The twelve paintings that make up this cycle investigate as many fleeting moments in the movement of an undressed woman as she lies down. The ambition to grasp the mystery of movement is common to many artists. Examples include Balla and Bacon, who found inspiration in Eadweard Muybridge’s chronophotographs. The English photographer’s sequential shots are not taken with the intention of creating the illusion of movement (like the frames of a film), but to capture and freeze the moments. If Bacon and Balla use Muybridge’s teaching to create impressions of energy and movement, Orsi unveils the paradox: the precise and sharp painting gives the image a static quality. Raffaele Carrieri sees another paradox in this cycle of paintings. In these figures with their marble pallor, he sees the paradoxical eroticism of chastity. Familiar with the languid eroticism of the nudes painted in the first half of the 1970s, the poet emphasises the cleanliness of the figure, achieved through a clear drafting of colour within taut outlines. In the last panel, the “chaste and unassailable” protagonist disappears between the sheets. At the foot of the bed appears the image of a deformed skull taken from Holbein’s painting The Ambassadors. This symbolism makes the cycle a modern Vanitas. The reference to Muybridge is one of Orsi’s many connections with the world of photography; it is an object of study, a source for painting and material for composing graphic advertising works. Fundamental to the artist’s life is his relationship with one of Italy’s finest photographers, Federico Patellani. The two were united by a friendship that lasted several decades crossing over into professional collaboration. Painted in 1976, the cycle was presented to the public in 1981 at Piero Fornasetti’s Galleria dei Bibliofili.

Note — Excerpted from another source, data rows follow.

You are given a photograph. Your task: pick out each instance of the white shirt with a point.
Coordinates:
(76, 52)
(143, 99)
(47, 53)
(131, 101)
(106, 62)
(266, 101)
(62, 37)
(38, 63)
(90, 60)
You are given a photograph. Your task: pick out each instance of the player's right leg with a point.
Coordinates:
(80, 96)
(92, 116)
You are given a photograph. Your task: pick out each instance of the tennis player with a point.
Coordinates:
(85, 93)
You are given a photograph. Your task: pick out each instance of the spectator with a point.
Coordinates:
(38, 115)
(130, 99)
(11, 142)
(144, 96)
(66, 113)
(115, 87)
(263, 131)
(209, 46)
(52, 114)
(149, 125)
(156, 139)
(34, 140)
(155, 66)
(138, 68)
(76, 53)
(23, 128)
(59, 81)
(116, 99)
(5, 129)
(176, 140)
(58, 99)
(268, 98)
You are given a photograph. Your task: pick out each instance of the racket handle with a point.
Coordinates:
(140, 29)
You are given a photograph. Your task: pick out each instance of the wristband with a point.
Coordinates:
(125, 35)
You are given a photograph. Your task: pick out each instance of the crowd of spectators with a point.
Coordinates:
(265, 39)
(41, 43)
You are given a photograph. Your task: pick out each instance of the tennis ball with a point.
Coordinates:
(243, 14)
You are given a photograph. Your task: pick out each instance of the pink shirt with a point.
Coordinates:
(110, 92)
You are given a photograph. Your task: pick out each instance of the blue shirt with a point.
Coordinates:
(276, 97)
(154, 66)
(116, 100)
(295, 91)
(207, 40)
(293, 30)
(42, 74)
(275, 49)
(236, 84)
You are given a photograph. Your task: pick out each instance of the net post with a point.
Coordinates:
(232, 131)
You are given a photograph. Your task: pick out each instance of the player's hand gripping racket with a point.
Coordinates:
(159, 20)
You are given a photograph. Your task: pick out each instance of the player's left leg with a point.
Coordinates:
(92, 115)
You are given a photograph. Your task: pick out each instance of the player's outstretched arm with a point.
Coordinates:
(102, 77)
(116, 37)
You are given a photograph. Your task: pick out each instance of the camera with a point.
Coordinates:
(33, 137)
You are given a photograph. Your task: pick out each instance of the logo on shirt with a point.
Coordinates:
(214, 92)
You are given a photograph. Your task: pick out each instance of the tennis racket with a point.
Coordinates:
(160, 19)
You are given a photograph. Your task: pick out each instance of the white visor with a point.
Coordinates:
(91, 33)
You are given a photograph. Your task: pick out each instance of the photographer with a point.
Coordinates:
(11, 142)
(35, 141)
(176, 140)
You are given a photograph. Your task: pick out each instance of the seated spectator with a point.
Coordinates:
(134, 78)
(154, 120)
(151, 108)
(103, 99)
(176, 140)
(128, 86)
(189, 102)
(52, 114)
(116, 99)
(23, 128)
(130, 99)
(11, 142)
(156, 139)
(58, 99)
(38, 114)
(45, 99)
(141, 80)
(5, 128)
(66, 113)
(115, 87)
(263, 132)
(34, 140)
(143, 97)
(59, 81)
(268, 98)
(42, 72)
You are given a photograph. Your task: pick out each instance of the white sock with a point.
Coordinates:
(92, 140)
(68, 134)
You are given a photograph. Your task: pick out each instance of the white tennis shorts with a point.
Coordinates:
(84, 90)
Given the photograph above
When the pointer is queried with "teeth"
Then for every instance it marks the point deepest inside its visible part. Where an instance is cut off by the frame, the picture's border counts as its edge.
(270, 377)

They are a link in a chain.
Keith Haring
All artists, even the most radical innovators, are always aware of the link with the past. As a profound conoisseur, Dady Orsi likes to re-enact images from art history. His latest cycle is a definitive reflection on the theme of continuity in art history. The cycle consists of 12 large canvases. Moving through the rooms of an imaginary museum, the artist unveils those relationships, similarities and kinship that stimulate his imagination. The individual paintings are dialogues in which a character from a work of the past is depicted as if it were three-dimensional and could move through the rooms of the imaginary museum, thus being able to observe other works of art that are similar to it. The observed work, on the other hand, remains two-dimensional and closed within the space of its own frame. By choosing the works to be given the parts in these “dialogues”, Orsi creates his own personal anthology of painting populated with images whose historical origins range from the deep prehistory of Lascaux to Picasso. The noble father of this operation is André Malraux. In his book Le Musée imaginaire, Malraux points out the potential of a visual dialogue between works of art from different eras and countries of origin. Closer to home, the critic Philippe Daverio has developed this comparative approach throughout his work and in his book The Imagined Museum. The importance of mise en scène reconnects Orsi to the world of theatre, where he was a young set designer in the 1940s and which played such a large part in his cultural formation. Painted in the early 1990s, this cycle is influenced by the postmodern climate, in which the practice of appropriation enjoys a legitimacy it did not previously have.